The new crewman was both fairly good looking for an older guy and oddly… unnoticeable. He should have been sunburned after going from a compartment to the nautical course but instead was just starting to brown. Eyes so blue they were nearly black, grey-shot black hair and she could look him in the eye standing up which meant he was short as hell for a guy. There was something about him she couldn’t put a finger on. She’d been raised to be a paranoid and compared to most of her generation she was. But in this case what should have triggered paranoia, “something odd,” was instead triggering a feeling of… relief? She had the oddest feeling that the man, unnoticeable though he might be, was going to be a real asset.

* * *

“I’m a quick study, ma’am,” Walker said. He was trying not to laugh at the situation.

“The only question I’ve got is can you take orders from a fifteen-year-old?” the girl said, looking up finally. “According to this, you’ve also got some civilian shooting experience and you’re a vet. Which is great. But I’ve been fighting this damned war since the last sign of civilization fell. So can you, will you, do what you’re told when a fifteen-year-old girl tells you to do it?”

“There was a saying in the Army, ma’am,” Walker said. “Respect the rank, not the person. But you have been doing this job the whole time and you’re still alive and sane. So I respect both. And I’ve taken orders from people younger than myself. Yes, I’ll follow your orders, ma’am.”

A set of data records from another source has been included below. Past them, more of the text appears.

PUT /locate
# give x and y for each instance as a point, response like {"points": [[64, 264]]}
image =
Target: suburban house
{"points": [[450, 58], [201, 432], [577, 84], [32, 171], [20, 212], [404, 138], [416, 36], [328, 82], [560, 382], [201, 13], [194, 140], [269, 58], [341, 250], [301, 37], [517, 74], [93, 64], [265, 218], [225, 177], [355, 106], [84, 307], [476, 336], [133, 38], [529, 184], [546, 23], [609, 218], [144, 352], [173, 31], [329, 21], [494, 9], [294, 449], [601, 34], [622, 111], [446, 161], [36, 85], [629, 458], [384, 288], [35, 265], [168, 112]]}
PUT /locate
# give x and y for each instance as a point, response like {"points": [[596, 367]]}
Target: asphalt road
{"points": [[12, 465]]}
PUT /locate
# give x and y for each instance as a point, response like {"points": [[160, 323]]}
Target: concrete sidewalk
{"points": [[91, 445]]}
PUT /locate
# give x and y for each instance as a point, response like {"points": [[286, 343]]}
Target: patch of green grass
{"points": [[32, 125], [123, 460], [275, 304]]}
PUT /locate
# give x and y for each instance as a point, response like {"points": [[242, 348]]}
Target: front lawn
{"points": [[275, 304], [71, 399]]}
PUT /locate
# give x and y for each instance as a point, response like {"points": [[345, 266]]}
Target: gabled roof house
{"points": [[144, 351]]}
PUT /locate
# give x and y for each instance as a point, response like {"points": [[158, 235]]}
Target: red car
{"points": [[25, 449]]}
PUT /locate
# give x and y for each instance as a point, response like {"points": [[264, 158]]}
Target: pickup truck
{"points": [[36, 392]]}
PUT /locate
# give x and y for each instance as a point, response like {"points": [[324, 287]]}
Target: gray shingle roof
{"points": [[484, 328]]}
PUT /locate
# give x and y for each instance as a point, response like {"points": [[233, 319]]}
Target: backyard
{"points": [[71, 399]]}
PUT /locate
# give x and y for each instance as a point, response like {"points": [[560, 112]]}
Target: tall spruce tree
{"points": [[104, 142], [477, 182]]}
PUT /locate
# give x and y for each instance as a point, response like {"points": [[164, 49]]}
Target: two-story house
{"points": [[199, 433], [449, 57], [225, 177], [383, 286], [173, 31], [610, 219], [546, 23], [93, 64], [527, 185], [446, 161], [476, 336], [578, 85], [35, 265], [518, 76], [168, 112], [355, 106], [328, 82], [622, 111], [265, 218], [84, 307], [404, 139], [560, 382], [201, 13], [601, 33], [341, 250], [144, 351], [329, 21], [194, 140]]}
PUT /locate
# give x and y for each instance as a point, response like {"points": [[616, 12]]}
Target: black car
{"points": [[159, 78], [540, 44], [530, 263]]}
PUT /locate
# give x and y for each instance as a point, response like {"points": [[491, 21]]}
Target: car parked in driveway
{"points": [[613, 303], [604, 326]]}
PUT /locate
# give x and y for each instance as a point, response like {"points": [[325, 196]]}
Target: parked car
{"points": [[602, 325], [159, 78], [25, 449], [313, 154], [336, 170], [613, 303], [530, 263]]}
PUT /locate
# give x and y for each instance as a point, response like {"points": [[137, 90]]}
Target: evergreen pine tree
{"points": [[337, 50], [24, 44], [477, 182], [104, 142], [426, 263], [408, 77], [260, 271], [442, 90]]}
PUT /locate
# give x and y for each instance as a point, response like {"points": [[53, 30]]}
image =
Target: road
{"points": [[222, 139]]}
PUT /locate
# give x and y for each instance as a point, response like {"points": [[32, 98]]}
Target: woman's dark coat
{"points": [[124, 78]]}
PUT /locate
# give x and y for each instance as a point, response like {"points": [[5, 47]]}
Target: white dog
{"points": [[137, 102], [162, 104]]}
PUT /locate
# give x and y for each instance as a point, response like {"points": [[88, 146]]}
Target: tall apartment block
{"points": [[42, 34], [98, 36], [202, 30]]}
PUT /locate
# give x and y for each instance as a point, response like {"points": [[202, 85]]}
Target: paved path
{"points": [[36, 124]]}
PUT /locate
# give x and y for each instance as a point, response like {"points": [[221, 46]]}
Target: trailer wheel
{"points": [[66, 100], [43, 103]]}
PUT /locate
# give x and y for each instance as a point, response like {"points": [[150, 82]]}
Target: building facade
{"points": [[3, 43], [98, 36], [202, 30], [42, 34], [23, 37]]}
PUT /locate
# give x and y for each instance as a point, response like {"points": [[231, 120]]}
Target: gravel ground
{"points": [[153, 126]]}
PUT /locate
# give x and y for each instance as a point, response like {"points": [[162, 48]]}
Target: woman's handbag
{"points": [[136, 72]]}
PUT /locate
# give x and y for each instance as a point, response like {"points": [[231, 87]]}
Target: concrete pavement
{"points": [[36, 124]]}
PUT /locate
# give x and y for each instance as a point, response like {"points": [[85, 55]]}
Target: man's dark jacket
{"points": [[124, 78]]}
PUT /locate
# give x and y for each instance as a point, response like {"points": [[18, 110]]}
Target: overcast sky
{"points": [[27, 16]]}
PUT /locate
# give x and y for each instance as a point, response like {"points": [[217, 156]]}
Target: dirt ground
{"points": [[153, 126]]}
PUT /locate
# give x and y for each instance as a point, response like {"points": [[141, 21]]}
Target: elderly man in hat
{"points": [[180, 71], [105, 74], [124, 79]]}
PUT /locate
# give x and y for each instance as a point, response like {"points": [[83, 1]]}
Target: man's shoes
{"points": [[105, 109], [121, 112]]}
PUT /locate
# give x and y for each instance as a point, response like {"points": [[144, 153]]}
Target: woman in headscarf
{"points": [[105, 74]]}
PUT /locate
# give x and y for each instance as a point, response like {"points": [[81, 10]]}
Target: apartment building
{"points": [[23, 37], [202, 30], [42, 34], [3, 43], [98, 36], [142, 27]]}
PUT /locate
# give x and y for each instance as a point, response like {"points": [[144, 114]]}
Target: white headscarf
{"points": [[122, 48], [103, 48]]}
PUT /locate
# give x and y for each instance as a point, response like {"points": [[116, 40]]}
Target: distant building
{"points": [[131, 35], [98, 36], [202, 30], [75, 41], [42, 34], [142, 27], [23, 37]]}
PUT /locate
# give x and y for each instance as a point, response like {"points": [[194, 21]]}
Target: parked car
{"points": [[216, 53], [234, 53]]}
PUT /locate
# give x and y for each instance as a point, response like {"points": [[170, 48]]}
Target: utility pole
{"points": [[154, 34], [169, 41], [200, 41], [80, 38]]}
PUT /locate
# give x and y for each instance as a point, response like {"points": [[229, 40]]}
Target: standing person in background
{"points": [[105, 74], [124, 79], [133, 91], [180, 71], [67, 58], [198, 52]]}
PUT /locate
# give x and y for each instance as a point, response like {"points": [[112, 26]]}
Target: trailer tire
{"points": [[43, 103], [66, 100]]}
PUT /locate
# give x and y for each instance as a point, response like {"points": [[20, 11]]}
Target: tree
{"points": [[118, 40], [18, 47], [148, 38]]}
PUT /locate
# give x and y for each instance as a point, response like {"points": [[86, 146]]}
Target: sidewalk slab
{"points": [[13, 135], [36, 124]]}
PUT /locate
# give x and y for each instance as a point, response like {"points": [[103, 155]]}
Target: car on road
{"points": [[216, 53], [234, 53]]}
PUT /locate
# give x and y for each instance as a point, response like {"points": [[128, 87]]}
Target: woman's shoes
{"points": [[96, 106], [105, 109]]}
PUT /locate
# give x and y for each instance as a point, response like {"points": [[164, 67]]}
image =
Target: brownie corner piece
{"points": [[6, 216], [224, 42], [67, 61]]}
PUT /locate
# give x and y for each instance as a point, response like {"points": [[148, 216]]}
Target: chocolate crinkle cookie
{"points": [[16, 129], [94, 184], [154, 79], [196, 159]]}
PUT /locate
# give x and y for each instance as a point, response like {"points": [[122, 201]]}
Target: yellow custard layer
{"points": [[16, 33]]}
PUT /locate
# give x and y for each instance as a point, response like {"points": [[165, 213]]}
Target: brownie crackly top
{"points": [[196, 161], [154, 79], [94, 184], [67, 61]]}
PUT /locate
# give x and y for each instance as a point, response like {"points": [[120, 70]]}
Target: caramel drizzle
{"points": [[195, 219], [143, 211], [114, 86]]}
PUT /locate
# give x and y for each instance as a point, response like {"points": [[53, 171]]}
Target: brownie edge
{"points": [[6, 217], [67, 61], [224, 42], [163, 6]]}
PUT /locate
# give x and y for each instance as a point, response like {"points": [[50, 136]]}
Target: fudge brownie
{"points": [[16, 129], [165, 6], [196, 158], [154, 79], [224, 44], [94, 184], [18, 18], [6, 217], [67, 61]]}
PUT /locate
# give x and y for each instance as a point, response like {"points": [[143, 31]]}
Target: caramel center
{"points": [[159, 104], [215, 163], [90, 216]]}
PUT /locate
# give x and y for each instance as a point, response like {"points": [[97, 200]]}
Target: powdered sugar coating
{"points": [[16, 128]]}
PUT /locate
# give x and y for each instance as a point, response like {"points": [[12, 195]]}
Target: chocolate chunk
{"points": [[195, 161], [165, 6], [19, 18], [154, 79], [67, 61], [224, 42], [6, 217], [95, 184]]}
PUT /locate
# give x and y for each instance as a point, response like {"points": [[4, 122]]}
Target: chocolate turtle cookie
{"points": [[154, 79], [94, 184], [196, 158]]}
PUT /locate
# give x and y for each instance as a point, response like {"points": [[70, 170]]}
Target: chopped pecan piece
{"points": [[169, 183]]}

“Sorry,” The Lieutenant said, shrugging. “We got a guy came down with the prize crews and he did not have that attitude. Which was why I pitched him off my boat as soon as we got back. There can only be one captain on a boat. And they took most of my crew down in Gulmar. They’d been with me for months. Paula and Patrick went back to when Dad kicked me off the Tina’s Toy to take over a boat. I’m not handling the transition very well. But… Welcome aboard the Bella Senorita.”

“Thank you, ma’am,” Thomas said. He really was trying not to chuckle that he was now working for one of the youngest officers in the DoD. One of the youngest in history if his recollection was correct.